Design and Characterization of a Computationally Optimized Broadly Reactive Hemagglutinin Vaccine for H1N1 Influenza Viruses.J Virol. 2016 May; 90(9):4720-4734.JV
One of the challenges of developing influenza A vaccines is the diversity of antigenically distinct isolates. Previously, a novel hemagglutinin (HA) for H5N1 influenza was derived from a methodology termed computationally optimized broadly reactive antigen (COBRA). This COBRA HA elicited a broad antibody response against H5N1 isolates from different clades. We now report the development and characterization of a COBRA-based vaccine for both seasonal and pandemic H1N1 influenza virus isolates. Nine prototype H1N1 COBRA HA proteins were developed and tested in mice using a virus-like particle (VLP) format for the elicitation of broadly reactive, functional antibody responses and protection against viral challenge. These candidates were designed to recognize H1N1 viruses isolated within the last 30 years. In addition, several COBRA candidates were designed based on sequences of H1N1 viruses spanning the past 100 years, including modern pandemic H1N1 isolates. Four of the 9 H1N1 COBRA HA proteins (X1, X3, X6, and P1) had the broadest hemagglutination inhibition (HAI) activity against a panel of 17 H1N1 viruses. These vaccines were used in cocktails or prime-boost combinations. The most effective regimens that both elicited the broadest HAI response and protected mice against a pandemic H1N1 challenge were vaccines that contained the P1 COBRA VLP and either the X3 or X6 COBRA VLP vaccine. These mice had little or no detectable viral replication, comparable to that observed with a matched licensed vaccine. This is the first report describing a COBRA-based HA vaccine strategy that elicits a universal, broadly reactive, protective response against seasonal and pandemic H1N1 isolates.
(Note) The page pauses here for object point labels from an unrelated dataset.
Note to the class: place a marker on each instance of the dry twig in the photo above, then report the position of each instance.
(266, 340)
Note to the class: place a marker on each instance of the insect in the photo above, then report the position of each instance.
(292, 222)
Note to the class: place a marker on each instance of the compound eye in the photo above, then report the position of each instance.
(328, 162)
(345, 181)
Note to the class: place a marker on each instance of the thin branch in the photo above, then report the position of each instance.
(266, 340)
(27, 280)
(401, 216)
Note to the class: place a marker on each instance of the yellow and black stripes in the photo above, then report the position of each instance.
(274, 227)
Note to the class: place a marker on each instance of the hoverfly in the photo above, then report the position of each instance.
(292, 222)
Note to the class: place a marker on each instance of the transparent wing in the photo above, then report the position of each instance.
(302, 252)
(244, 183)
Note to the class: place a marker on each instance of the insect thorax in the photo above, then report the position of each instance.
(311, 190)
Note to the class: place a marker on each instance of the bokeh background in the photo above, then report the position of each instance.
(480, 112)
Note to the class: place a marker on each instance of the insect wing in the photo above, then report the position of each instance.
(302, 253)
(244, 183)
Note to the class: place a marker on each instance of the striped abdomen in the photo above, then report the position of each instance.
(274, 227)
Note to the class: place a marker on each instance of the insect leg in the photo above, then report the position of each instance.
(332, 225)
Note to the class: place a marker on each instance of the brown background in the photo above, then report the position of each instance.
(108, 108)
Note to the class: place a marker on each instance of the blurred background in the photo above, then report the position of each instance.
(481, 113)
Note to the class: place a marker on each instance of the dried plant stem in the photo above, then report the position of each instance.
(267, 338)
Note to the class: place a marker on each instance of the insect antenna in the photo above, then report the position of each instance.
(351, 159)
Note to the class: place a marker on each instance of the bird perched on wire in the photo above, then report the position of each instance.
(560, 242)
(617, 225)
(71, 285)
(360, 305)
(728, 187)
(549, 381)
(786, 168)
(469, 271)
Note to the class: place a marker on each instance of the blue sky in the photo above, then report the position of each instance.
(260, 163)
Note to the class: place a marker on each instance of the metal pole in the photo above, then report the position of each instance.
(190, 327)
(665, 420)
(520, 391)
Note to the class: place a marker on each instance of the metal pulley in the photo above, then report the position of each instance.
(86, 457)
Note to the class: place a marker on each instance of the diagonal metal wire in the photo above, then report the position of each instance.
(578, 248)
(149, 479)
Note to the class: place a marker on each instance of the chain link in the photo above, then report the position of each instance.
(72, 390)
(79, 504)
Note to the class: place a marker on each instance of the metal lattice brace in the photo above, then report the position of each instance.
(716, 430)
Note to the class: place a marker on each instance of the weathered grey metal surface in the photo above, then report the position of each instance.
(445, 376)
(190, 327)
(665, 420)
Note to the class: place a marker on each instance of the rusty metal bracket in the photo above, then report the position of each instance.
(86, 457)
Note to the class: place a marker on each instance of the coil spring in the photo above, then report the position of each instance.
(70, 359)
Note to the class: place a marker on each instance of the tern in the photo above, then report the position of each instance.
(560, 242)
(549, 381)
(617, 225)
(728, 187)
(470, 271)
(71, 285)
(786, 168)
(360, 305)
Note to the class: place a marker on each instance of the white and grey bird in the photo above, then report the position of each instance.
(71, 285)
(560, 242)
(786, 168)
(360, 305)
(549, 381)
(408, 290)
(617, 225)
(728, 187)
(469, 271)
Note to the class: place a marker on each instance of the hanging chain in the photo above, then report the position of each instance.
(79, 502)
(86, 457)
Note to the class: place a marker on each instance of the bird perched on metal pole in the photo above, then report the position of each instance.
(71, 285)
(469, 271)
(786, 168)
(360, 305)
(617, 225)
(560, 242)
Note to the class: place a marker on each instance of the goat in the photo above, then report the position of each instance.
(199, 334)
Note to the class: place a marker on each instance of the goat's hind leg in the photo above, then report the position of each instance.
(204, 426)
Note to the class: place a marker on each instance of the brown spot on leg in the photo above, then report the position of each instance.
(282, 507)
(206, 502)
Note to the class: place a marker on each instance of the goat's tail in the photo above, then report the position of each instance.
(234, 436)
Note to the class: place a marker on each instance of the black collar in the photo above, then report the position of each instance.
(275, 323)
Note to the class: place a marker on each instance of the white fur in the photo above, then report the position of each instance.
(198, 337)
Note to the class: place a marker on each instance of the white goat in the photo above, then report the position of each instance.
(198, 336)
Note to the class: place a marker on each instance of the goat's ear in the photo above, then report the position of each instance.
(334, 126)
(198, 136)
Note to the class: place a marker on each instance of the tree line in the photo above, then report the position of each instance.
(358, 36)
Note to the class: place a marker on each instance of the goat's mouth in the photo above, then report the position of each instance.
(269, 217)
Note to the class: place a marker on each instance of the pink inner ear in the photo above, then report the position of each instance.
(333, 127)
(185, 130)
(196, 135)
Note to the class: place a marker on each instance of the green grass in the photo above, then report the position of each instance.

Universal influenza vaccine approaches have the potential to be paradigm shifting for the influenza vaccine field, with the goal of replacing the current standard of care with broadly cross-protective vaccines. We have used COBRA technology to develop an HA head-based strategy that elicits antibodies against many H1 strains that have undergone genetic drift and has potential as a "subtype universal" vaccine. Nine HA COBRA candidates were developed, and these vaccines were used alone, in cocktails or in prime-boost combinations. The most effective regimens elicited the broadest hemagglutination inhibition (HAI) response against a panel of H1N1 viruses isolated over the past 100 years. This is the first report describing a COBRA-based HA vaccine strategy that elicits a broadly reactive response against seasonal and pandemic H1N1 isolates.